BYU students remain in Jerusalem during Gaza war
This is an archived article that was published on sltrib.com in 2009, and information in the article may be outdated. It is provided only for personal research purposes and may not be reprinted.

The 80 students at Brigham Young University's Jerusalem Center who arrived after the 22-day war began in the Gaza Strip are getting an early lesson on strife in the Middle East.

"It's more immediate," center director Jim Kearl said. "Tensions are certainly higher."

The students arrived Jan. 6, just days into the war, which raged until Israel and Hamas called a cease-fire a week ago. Israel killed 1,300 Palestinians and obliterated hundreds of structures during its attacks in Gaza. The Hamas government, which controls Gaza, killed 13 in Israel.

BYU did not consider shuttering the center or sending students home -- as it did in 2000 -- for several reasons, Kearl said.

The center hosted no BYU students for six years because of civil unrest.

The Jerusalem Center is about 80 miles from Gaza, at its nearest point, and students do not take field trips to areas within range of Hamas' rockets, he said.

Moreover, it appeared clear that the fighting would not spread outside Gaza.

"None of the program activities are at risk, nor is the center at risk," Kearl said.

Students' parents gathered at BYU for a briefing the day before their children went to Israel. No one backed out, he said.

Kearl said the center's administrators make "hour-by-hour" decisions about where students are allowed to go. For a couple days, students were not allowed to wander alone in the Old City. Students are rarely taken to Jericho and Bethlehem, which are near the volatile West Bank.

The center employs both Palestinians and Israelis, and forbids political discussions among employees, Kearl said.

However, instructors are encouraged to share their perspectives in modern Near East history classes, taught by both Palestinians and Israelis. The students also take Hebrew from Israelis and Arabic from Palestinians.

"We caution the students to be slow in making decisions, that these are complex matters and there is a lot to learn," Kearl said. "They ought not come with preconceived notions."

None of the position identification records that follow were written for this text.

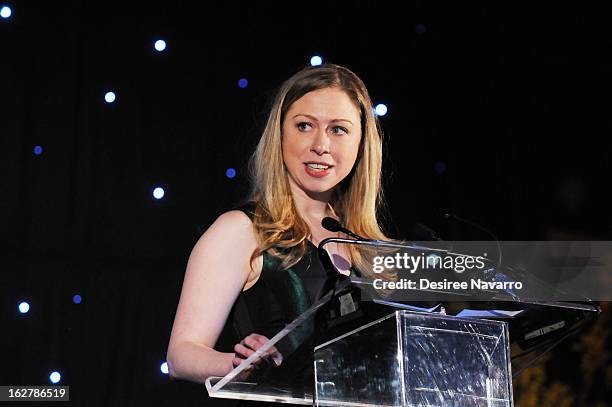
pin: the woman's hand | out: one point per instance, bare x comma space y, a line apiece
249, 345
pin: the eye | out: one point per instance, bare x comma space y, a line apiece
339, 130
301, 126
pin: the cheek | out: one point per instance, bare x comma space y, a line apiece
349, 155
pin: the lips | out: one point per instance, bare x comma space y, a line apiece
317, 170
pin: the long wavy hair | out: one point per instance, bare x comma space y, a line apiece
356, 200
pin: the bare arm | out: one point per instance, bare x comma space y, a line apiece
217, 270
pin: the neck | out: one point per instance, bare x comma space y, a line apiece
312, 207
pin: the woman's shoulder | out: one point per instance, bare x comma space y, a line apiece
246, 207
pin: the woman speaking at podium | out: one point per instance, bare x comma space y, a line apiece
256, 267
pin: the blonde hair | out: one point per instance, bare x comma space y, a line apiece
356, 200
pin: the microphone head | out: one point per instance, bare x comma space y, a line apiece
423, 232
331, 224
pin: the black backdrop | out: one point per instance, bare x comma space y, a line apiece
498, 113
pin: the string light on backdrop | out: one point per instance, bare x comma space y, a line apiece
158, 193
110, 97
55, 377
6, 12
316, 60
160, 45
23, 307
380, 109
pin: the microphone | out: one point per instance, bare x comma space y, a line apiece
423, 232
333, 225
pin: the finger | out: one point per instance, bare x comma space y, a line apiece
252, 342
243, 351
277, 358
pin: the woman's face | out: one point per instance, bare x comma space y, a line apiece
321, 136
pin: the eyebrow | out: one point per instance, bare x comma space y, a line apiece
315, 119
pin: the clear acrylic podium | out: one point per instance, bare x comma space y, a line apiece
358, 346
403, 358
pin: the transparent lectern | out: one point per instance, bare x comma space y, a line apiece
349, 351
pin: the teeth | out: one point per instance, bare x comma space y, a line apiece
318, 166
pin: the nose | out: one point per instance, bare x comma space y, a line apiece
320, 143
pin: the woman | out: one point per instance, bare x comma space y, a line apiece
256, 268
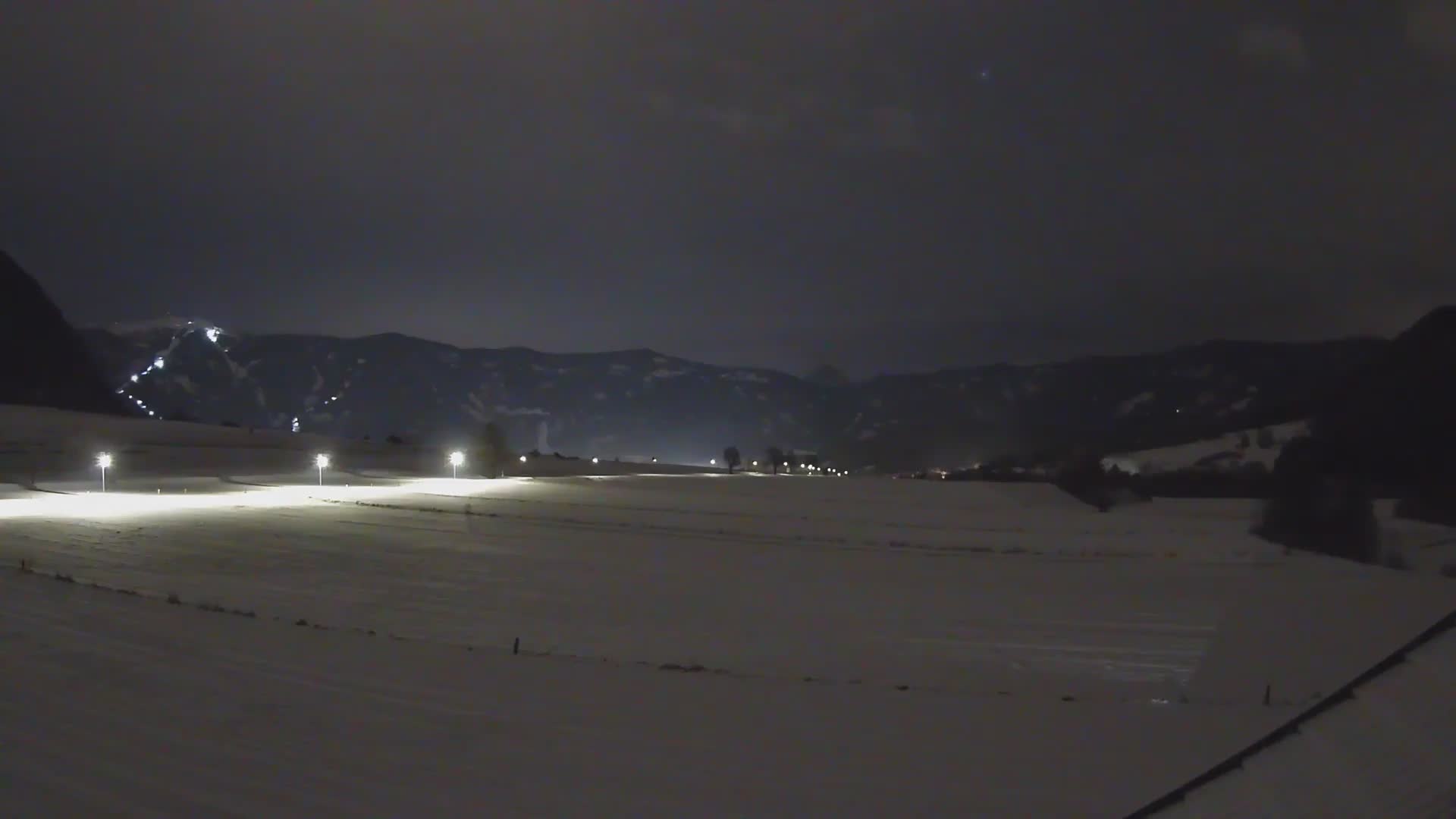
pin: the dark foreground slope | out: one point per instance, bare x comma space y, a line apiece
47, 363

Two former BYU professors who have spent time in the Middle East say Israel's assault on Hamas in Gaza, which had been firing rockets into southern Israel for years, was clearly planned to end before President Obama took office.

"They wanted to do it in the last days of the Bush administration, which would not try to rein them in," said Bonner Ritchie, a retired professor of organizational behavior who recently returned from teaching in Jordan.

Both Ritchie and Omar Kader, who formerly taught political science at BYU, see the war as one neither side expected to win; it was about showing power.

"The ratios [1,300 Palestinian deaths to 13 Israeli deaths] are always a measure of Israel's power and a reminder to the Palestinians and the world," Ritchie said. "They [Israelis] don't assume that's the final word. It's a statement in the process of peace negotiations."

And by not backing down, Hamas made clear it won't simply go away, he said.

Israel, said Kader, may have intended its destruction and killing of civilians to "scare the hell out of everybody," but "they have no idea how much they've enraged the Palestinians."

Still, both Kader and Ritchie hope the Obama administration can help put the Middle East back on a path toward lasting peace.